Toujours aussi surpris, Roy reste un instant figé avant d'encercler ses bras autour d'elle.

- Je ne sais pas ce que nous allons devenir, mais je ne veux plus cacher ce que je ressens, poursuit-elle, toujours blottie contre lui.

- Qu'est-ce qui t'a fait changer d'avis ? Demande Roy en s'éloignant d'elle juste pour capter son regard.

- Toi, murmure-t-elle en souriant.

- Moi ? S'exclame-t-il en fronçant les sourcils, surpris.

Riza approuve d'un hochement de tête mais comme Roy ne comprend pas ce qu'il a pu faire pour la faire changer d'avis, elle reprend.

- La fois où tu m'as proposé de venir me reposer sur ton canapé, souffle-t-elle alors en désignant d'un signe de tête le canapé présent dans le bureau.

Les yeux de Roy s'écarquillent et vont de Riza au canapé. Il lui faut quelques instants pour retrouver le contexte en question.

- Ce n'était donc pas un rêve ! S'exclame-t-il, abasourdi.

- Non, ce n'était pas un rêve, lui répond-t-elle avec un petit sourire timide.

Ils s'observent en souriant. Ils ne savent pas de quoi demain sera fait, mais au moins, les choses sont clairs entre eux. Ils s'aiment et c'est tout ce qui importe. Ils s'en fichent si cet amour doit rester secret, le principal c'est qu'ils savent ce que l'autre ressent.
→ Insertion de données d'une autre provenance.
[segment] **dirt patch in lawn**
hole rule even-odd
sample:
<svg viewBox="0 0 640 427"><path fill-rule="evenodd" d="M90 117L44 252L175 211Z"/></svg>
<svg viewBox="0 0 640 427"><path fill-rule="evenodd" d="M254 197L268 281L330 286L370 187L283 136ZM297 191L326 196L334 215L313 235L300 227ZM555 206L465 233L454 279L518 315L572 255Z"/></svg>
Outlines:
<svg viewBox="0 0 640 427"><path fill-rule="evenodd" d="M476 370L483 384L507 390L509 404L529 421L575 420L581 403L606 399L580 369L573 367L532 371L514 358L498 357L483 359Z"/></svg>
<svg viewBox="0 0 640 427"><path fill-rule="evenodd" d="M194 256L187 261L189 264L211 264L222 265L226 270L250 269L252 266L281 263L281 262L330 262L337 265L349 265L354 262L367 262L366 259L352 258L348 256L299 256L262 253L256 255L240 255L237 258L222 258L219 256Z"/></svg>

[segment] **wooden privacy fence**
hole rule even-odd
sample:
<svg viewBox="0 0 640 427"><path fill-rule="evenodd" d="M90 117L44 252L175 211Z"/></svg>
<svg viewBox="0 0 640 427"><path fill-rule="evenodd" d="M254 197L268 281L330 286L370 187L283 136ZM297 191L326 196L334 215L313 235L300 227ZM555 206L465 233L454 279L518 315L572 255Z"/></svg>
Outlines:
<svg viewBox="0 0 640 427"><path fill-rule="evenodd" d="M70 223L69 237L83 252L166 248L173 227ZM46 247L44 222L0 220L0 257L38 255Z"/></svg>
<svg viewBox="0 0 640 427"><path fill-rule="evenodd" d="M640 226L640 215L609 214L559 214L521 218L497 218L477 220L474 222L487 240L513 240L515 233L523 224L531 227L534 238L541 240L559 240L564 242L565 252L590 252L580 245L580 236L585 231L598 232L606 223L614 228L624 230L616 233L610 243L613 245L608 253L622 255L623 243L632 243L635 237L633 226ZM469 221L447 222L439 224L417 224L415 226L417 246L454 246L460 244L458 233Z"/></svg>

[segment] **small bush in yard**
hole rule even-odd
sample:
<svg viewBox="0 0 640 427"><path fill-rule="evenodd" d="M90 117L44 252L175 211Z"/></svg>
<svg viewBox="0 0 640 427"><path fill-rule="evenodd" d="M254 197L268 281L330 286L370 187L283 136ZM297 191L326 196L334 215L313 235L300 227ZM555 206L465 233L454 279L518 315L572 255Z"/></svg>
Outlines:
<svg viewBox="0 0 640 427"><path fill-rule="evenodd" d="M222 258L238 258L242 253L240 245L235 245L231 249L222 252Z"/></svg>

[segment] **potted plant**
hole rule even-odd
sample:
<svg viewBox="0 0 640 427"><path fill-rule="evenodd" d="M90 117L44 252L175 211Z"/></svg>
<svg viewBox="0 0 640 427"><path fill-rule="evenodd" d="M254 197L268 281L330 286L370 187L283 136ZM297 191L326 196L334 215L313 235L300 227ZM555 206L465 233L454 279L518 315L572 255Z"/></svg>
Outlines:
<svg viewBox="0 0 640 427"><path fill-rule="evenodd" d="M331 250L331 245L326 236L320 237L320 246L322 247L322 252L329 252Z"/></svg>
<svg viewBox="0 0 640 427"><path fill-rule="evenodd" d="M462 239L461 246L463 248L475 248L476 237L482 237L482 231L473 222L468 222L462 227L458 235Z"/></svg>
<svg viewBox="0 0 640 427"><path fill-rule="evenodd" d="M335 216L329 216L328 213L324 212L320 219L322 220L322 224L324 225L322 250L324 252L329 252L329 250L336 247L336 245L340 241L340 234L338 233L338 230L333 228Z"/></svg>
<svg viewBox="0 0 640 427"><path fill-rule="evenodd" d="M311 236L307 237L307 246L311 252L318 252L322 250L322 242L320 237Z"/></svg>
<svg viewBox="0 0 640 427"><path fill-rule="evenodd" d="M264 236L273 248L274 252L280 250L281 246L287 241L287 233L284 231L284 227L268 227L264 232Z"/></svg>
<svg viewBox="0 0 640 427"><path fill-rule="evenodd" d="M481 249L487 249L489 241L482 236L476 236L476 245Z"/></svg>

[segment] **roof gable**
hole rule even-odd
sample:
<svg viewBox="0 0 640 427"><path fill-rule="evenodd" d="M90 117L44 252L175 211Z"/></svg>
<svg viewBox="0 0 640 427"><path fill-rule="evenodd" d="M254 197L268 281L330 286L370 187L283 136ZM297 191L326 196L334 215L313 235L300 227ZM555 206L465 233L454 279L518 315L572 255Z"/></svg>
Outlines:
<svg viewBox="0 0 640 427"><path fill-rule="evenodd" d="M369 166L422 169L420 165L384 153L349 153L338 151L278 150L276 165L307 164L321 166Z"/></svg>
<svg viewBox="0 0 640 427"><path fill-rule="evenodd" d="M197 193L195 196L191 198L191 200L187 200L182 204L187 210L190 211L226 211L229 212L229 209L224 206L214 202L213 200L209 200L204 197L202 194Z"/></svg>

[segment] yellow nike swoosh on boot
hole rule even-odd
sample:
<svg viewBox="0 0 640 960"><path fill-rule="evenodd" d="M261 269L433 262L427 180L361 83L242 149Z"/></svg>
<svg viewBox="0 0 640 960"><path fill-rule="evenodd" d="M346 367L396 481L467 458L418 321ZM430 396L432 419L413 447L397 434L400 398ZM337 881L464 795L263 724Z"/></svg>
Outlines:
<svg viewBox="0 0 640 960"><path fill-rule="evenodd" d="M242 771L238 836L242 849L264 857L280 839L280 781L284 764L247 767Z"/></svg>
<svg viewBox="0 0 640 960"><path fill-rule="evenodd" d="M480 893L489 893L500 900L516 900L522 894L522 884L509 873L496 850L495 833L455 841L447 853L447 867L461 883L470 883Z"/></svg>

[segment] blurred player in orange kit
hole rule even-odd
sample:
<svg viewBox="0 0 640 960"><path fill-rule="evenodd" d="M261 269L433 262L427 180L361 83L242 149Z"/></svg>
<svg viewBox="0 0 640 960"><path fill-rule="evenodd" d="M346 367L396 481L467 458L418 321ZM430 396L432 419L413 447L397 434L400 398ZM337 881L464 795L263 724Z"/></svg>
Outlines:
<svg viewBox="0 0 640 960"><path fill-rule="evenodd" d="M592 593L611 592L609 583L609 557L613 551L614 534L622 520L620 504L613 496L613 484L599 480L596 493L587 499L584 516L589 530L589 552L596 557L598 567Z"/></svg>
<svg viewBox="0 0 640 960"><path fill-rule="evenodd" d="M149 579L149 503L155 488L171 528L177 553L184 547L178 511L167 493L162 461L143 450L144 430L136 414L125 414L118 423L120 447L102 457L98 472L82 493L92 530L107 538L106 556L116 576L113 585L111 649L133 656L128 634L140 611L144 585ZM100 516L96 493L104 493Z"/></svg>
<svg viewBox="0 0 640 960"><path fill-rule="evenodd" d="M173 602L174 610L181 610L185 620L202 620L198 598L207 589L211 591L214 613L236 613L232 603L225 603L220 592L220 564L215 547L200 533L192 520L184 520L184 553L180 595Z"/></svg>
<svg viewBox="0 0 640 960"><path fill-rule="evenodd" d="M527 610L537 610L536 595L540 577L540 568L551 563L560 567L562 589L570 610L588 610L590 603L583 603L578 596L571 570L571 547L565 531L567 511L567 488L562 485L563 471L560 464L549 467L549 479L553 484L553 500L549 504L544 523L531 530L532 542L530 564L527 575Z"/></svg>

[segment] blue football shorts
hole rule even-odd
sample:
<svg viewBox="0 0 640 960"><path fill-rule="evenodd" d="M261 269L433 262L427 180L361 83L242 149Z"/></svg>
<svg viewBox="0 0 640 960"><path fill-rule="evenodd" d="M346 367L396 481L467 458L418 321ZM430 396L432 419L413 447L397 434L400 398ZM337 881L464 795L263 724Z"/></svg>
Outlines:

- Je t'aime, murmure Riza, le cœur léger de s'être enfin ouverte.

Et qu'importe que le règlement de l'armée soit enfreint, elle sait qu'elle ressortira plus forte et plus motivée que jamais à atteindre ses objectifs et il en sera de même pour Roy.
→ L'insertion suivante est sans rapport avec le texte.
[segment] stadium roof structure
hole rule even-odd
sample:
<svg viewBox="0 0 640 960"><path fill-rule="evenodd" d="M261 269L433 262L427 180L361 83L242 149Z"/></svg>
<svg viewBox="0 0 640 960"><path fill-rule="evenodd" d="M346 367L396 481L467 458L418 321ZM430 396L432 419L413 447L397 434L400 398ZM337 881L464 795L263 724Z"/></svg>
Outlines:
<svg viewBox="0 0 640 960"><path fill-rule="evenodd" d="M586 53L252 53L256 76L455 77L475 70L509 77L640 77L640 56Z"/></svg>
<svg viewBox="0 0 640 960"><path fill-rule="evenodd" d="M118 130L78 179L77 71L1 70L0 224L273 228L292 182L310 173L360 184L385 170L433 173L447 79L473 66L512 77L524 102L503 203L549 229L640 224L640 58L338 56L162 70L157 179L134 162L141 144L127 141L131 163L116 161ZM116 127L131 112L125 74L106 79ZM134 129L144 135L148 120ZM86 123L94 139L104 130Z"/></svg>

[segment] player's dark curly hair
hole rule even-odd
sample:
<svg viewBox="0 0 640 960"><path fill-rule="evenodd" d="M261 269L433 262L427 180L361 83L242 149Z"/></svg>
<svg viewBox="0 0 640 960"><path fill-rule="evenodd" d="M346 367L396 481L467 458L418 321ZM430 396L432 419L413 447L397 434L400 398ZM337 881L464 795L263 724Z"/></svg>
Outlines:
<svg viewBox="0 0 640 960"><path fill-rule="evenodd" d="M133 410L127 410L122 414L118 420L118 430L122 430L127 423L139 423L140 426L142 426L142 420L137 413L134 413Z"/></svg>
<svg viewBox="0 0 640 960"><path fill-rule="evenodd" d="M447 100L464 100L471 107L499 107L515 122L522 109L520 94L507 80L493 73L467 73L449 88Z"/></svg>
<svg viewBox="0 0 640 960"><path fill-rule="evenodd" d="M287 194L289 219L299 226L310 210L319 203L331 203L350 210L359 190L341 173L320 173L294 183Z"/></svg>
- Moi aussi je t'aime, murmure Roy en retour avant de sceller une fois de plus ses lèvres avec les siennes.

Qui n'a jamais eu de petit secret !? Celui-là et le leur et c'est le plus beau des secrets qu'ils n'ont jamais eus.

Mais ce qu'ils ne savent pas, c'est que leur amour n'est plus aussi secret qu'ils ne le pensent car derrière la porte du bureau, deux voyeurs, un blond et une brune, se lancent un regard rempli de malice. C'est une découverte qu'ils ne sont pas près d'oublier ! Et attendez qu'Havoc annonce ça à Breda !

Enfin, au moins ils savent que ces trois-là n'iront pas les dénoncer, ils ont trop de respect pour eux pour faire une telle chose, ils sont simplement fous de joie de voir que les "non-dits" n'existent plus entre ces deux-là.

Fin.


PS : Je ne vais pas refaire un chapitre du point de vue d'Havoc ou de Rebecca parce que mon calendrier est terminé, mais je les imagine bien surexcité comme deux gosses à espionner ces deux-là *émoji mort de rire*.